This is an important step for China's methodical lunar exploration program. The program was laid out in three phases. The first phase, orbital reconnaissance of the Moon, was completed successfully by the Chang'e 1 and 2 orbiters in 2007 and 2010, respectively. The Chang'e 3 lander and rover represent the second phase, demonstrating a successful soft landing on the lunar surface in 2013. The Chang'e 3 backup spacecraft may be launched to another lunar landing as Chang'e 4 next year to a different location, possibly even the lunar south pole.
But the next step will be a doozy. Chang'e 5, to be launched in 2017, will be a stack of four spacecraft with a complicated mission. It must launch, traverse the distance to the Moon, enter lunar orbit, separate into a service module and lander, land, collect samples, place them into a capsule, launch it into lunar orbit, rendezvous with an orbiting service module, transfer back to Earth, and protect the precious cargo as it enters Earth's atmosphere and lands -- in the right spot! -- on the surface.
The Chang'e 5 test vehicle, which (according to Xinhua) has been nicknamed "Xiaofei" ("little flyer") on Chinese social media, was designed to test just a couple of these steps: transfer from Moon to Earth and Earth reentry.
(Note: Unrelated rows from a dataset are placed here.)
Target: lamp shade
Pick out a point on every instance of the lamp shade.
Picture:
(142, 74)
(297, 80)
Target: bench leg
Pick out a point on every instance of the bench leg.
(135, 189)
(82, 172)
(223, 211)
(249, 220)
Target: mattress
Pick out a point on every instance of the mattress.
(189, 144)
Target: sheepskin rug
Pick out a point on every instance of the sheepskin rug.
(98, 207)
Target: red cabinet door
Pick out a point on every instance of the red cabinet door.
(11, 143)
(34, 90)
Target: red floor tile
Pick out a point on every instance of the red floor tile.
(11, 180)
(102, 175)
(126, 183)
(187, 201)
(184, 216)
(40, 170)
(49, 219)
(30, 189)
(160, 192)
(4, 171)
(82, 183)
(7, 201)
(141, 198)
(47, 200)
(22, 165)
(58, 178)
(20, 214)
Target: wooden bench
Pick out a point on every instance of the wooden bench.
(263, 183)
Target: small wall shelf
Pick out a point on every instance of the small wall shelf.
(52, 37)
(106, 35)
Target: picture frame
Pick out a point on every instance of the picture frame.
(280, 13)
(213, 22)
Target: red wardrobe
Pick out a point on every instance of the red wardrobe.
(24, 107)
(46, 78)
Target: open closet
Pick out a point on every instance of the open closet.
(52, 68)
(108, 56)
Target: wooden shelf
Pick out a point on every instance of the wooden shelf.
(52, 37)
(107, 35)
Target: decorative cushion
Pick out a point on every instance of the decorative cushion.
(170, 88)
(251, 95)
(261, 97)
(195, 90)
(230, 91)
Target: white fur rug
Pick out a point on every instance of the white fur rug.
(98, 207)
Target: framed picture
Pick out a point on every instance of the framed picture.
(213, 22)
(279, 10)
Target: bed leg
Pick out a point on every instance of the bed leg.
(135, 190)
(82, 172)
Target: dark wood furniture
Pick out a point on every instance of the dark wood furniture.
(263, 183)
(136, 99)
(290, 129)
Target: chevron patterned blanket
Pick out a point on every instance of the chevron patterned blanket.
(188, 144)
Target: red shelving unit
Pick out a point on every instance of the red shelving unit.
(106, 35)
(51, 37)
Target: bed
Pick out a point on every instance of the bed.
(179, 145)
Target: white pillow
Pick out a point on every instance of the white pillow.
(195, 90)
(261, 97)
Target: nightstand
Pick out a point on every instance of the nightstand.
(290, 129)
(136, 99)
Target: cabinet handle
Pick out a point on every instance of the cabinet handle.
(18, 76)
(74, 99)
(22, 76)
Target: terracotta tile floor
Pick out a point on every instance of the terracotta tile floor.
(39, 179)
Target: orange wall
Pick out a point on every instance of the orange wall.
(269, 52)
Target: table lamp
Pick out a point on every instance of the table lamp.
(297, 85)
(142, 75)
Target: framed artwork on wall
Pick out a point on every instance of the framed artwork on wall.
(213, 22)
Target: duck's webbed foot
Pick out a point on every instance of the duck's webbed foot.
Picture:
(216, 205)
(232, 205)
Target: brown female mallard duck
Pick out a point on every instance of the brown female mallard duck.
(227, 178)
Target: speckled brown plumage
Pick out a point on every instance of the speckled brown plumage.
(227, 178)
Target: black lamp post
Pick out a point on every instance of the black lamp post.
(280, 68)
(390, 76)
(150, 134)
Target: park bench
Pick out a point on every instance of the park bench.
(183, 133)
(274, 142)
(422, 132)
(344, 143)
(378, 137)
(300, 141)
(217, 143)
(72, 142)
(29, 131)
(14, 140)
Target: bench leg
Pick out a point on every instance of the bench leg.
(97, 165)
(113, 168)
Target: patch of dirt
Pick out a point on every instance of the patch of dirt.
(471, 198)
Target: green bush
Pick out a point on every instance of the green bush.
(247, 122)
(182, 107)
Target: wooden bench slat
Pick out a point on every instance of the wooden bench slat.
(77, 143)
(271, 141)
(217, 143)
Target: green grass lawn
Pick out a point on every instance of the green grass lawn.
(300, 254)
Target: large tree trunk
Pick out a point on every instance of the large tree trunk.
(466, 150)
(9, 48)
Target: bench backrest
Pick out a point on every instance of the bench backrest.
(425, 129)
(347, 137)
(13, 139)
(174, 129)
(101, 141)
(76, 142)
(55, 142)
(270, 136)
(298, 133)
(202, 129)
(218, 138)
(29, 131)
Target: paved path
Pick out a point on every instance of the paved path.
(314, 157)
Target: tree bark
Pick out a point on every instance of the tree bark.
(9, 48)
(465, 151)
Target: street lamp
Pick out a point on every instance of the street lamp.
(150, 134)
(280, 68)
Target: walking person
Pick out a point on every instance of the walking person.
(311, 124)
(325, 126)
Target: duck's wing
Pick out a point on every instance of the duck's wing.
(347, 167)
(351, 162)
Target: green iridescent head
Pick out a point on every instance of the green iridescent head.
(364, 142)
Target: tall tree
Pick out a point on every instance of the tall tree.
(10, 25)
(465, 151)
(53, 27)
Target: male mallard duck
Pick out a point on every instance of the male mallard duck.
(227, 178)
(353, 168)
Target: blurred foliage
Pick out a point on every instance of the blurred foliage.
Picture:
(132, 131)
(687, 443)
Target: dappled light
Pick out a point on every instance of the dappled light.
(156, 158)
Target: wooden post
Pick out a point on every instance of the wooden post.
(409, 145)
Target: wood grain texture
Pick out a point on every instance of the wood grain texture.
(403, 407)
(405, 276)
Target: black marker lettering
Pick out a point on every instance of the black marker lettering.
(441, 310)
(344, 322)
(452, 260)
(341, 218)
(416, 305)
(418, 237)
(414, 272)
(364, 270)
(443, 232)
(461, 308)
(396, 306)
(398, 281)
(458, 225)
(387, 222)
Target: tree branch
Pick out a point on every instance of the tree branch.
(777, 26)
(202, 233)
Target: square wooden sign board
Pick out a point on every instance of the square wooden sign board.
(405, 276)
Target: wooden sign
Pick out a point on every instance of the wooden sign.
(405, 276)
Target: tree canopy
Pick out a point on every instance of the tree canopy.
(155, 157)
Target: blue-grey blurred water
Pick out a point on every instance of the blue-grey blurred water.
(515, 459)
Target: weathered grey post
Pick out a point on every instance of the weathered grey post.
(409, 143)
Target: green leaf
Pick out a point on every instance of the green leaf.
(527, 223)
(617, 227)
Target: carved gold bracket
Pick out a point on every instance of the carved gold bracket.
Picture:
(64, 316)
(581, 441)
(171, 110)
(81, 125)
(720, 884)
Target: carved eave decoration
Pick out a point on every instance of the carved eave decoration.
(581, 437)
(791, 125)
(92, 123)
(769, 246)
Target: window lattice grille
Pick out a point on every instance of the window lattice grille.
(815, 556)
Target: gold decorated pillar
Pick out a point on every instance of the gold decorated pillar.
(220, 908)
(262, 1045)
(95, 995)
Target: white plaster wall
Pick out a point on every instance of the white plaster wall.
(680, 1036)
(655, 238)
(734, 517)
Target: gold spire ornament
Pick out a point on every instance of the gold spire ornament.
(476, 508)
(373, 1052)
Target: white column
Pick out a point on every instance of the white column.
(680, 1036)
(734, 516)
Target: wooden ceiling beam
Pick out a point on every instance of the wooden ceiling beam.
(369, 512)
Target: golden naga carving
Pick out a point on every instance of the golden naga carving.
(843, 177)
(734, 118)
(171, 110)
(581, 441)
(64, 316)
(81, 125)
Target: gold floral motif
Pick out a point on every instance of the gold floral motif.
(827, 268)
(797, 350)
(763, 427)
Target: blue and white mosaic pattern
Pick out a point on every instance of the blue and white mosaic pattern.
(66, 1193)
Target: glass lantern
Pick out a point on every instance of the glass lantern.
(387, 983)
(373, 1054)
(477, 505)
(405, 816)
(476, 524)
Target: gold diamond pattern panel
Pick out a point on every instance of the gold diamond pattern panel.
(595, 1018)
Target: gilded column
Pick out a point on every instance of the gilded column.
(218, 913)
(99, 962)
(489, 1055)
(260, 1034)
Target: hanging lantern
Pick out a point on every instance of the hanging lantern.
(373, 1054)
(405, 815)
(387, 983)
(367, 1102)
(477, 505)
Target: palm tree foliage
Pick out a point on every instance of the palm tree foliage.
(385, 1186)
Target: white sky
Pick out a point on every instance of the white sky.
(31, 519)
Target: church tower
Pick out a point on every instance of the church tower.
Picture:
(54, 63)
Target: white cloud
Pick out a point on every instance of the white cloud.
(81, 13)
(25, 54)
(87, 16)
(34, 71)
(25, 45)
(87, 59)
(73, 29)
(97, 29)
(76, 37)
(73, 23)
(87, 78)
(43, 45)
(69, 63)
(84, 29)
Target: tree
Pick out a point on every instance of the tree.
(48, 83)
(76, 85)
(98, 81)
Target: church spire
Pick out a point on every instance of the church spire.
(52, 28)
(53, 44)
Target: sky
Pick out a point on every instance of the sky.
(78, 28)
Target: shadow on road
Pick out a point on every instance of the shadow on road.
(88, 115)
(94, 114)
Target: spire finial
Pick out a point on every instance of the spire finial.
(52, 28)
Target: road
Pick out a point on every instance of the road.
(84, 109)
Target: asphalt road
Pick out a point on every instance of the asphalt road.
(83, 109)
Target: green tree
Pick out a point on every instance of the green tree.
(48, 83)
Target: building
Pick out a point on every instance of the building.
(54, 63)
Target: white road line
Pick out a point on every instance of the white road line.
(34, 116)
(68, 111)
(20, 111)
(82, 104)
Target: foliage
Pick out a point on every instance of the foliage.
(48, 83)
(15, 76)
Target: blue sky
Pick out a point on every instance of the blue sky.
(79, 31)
It did not have the full four-component stack, only an orbiter based on the Chang'e 1 and 2 design and a sample return capsule that appears to most observers to be a scaled-down version of the Shenzhou capsule.
It launched on October 23 at 18:00 UTC onto a free-return trajectory, looping once around the lunar farside and returning to Earth. Its reentry trajectory skipped in and out of the atmosphere once to bleed off energy without overheating the spacecraft before entering a second time, deploying parachutes, and landing today at 22:42 UTC.
The successful landing of the Chang'e 5 test vehicle is a piece of bright news in a sad week for space enthusiasts, coming on the heels of the Antares launch accident and the SpaceShipTwo tragedy.
The Chang'e 5 test vehicle success makes the Chang'e 5 mission slightly less scary. I would assume that the spacecraft to be launched as Chang'e 4 will test some of the sample handling technology they will need to make Chang'e 5 a success, but that's just my own speculation.
I congratulate China on today's success, and hope that the future holds similar success for the Chang'e 5 mission itself. The samples that Chang'e 5 may return would be the first since the Apollo and Luna samples revolutionized our understanding of the origins of Earth and the Moon. Hopefully some of the Chang'e 5 samples will be shared with the rest of the world, so we can add to the scientific edifice that continues to be built with ongoing examination of Apollo and Luna material.